Berkata Abu Thayyib Muhammad Syamsul Haq
al‘Adhim Abadiy: “Telah mutawatir berita-berita dari Nabi tentang
turunnya Isa dari langit dengan jasadnya ke bumi ketika telah dekat hari
kiamat. Ini merupakan madzhab ahlus sunnah. (Aunul Ma’bud, 11/457)
Berkata Syaikh Ahmad Syakir: “Turunnya
Isa di akhir zaman adalah perkara yang tidak diperselisihkan sedikit pun
oleh kaum muslimin, karena tersebutnya berita-berita yang shahih dari
Nabi tentangnya. Ini perkara yang sudah dimaklumi dalam agama secara
aksiomatis, dan tidak beriman orang yang mengingkarinya. (Footnote
Tafsir ath-Thabari dengan tahqiq Mahmud Syakir, cet. Daarul Ma’arif,
Mesir, juz 6 hal. 460).
Berkata Syaikh Muhammad Nashiruddin
al-Albani: “Ketahuilah bahwa hadits-hadits tentang Dajjal, dan turunnya
Isa adalah berita-berita yang mutawatir, waka kita wajib beriman
dengannya. Jangan tertipu dengan orang-orang yang menyatakan
hadits-hadits tersebut adalah hadits ahad, karena mereka adalah
orang-orang yang bodoh tentang ilmu ini. Tidak ada di antara mereka yang
menelusuri dan meneliti hadits-hadits tersebut dengan jalan-jalannya.

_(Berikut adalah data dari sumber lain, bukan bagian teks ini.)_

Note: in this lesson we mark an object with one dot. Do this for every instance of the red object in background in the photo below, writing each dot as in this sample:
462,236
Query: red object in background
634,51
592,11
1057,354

Kalau saja ada yang mau menelitinya, niscaya dia akan mendapati
hadits-hadits tentang ini mutawatir, sebagaimana telah dipersaksikan
oleh para ulama seperti Ibnu Hajar dan lain-lainnya.

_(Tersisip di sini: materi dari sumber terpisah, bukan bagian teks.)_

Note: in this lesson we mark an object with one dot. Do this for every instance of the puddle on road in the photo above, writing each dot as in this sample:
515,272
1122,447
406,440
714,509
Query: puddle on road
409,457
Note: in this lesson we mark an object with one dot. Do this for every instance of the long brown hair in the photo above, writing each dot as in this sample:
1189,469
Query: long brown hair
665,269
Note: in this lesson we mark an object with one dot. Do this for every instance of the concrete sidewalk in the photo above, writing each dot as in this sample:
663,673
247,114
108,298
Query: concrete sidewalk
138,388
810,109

Sungguh sangat disayangkan munculnya
orang-orang yang lancang, terlalu berani berbicara pada perkara-perkara
yang bukan pada bidangnya. Apalagi urusannya adalah urusan aqidah dan
agama. (Takhrij Syaikh al-Albani terhadap Syarh Aqidah ath-Thahawiyah
oleh Ibnu Abil Izzi al-Hanafi, hal. 501)
Para ulama memasukkan masalah turunnya
Isa dalam kitab-kitab aqidah dan prinsip-prinsip sunnah yang mereka
susun seperti Abu Ja’far ath-Thahawi dalam Aqidah ath-Thahawiyah, Abu
Bakar Muhammad bin Husein al-Aajurri dalam asy-Syari’ah dan Imam Ahmad
dalam ushuulus Sunnahnya.
Berkata Qadli ‘Iyad: “Turunnya Isa dan
dibunuhnya Dajjal olehnya adalah haq dan shahih menurut para ulama ahlus
sunnah, karena hadits-hadits yang shahih dalam masalah ini. Dan tidak
ada sesuatu pun yang bisa diingkari dalam syari’at maupun dalam akal
yang sehat. Maka Wajib menetapkannya. (Lihat Syarh Shahih Muslim oleh
Imam Nawawi, jilid 18, hal. 75)
Bantahan terhadap para pengingkar dengan alasan bahwa Rasulullah adalah penutup para nabi.
Berkata Imam Nawawi: “Perkara ini telah
diingkari oleh sebagian mu’tazilah, aliran Jahmiyah dan orang-orang yang
mencocoki mereka dengan menganggap bahwa hadits-hadits ini tertolak
dengan ayat Allah:
Dan dia adalah penutup para nabi. (al-Ahzaab: 40)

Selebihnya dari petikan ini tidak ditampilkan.